David Blackburn

Downing Street has forgotten that its business is politics

The Sunday papers resound with the sound of Tory MPs thinking aloud about how to deal with ill-discipline: principally expenses and harassment.

On harassment, the Sunday Times reports the 1922 Committee is considering its own regulation plans after deciding that placing the complaints procedure in the hands of whips might lead to scandals being ‘hushed up’ because politics would win out over justice. Committee chairman Graham Brady has said: ‘We have taken independent advice and had preliminary conversations with Acas [the Advisory, Conciliation and Arbitration Service] about how an appropriate grievance procedure might best be structured.’ On expenses, Douglas Carswell and Zac Goldsmith make the case, yet again, for voters to be given powers of recall over MPs.

Carswell and Goldsmith’s article appears in the Sun on Sunday; an indication that the expenses scandal resonates far beyond the confines of the Westminster Village. This simple fact makes the Prime Minister’s comparative silence very strange indeed. This is a moment for the leader; not charismatics like Carswell, Goldsmith and Brady. Not for the first time this parliament, backbench Tory MPs are asking what has happened to David Cameron’s political instincts.

It was not always so. Cameron won plaudits in the last parliament when he attacked the MPs’ expenses system. Duck houses were condemned. Transgressors were savaged. Even friends like Andrew McKay were abandoned. He had caught the public mood – and won the public’s attention. Chastened backbenchers told journalists that Cameron’s decisiveness enabled the Tories to weather the crisis better than Gordon Brown’s moribund Labour Party.

Now we see the difference between opposition and government. Opposition is about taking limited opportunities to create tactical advantage. Government is about grip: closing out the background noise and taking the long-term view. Cameron took a while to grasp this distinction: his government’s U-turn habit was very serious. But, having settled into governing, the prime minister and his team appear to have forgotten that their business is politics. Government types say that the prime minister should choose the government, not backbenchers and newspaper editors. True enough; but Cameron stood behind Maria Miller and lost because no one would defend her after her inadequate apology. It was a misjudgment that has damaged the prime minister.
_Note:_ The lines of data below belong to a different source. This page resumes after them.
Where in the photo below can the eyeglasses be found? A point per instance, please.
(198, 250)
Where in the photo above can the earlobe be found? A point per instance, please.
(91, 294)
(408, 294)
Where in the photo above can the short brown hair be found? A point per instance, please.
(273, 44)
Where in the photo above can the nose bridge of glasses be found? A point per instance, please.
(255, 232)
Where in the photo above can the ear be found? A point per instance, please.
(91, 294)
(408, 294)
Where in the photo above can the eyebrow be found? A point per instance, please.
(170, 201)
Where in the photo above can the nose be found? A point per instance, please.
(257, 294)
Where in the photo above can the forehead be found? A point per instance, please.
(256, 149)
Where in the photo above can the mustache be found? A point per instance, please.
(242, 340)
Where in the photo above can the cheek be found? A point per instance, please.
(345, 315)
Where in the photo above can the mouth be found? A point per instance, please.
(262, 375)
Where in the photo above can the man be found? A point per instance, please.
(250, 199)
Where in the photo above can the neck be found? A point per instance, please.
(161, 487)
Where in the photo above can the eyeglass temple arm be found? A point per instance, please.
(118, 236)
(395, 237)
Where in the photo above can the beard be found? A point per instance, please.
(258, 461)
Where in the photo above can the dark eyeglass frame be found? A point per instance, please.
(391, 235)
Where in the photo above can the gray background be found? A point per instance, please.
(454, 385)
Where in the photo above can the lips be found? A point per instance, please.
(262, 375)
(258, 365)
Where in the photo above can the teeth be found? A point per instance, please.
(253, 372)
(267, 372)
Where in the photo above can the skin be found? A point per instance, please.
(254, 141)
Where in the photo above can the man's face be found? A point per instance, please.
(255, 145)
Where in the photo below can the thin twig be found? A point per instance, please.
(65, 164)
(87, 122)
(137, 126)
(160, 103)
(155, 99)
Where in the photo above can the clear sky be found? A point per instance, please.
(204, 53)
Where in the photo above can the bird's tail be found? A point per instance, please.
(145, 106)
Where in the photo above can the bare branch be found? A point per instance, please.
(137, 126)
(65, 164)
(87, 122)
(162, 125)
The damage is not terminal (this will, of course, blow over); but it is real nonetheless. And the timing of this unforced error, on the cusp of the European election campaign, is most unfortunate; distracting attention from Nigel Farage’s band of purple paper tigers.

The Spectator’s leading article this week argues that the Miller tale is yet more proof that the political operation in Downing Street is lamentable and that Lynton Crosby should be dispatched there immediately. The events of the last few days reinforce the argument; backbenchers are making the political weather while the prime minister gets ready for some yoga in Lanzarote.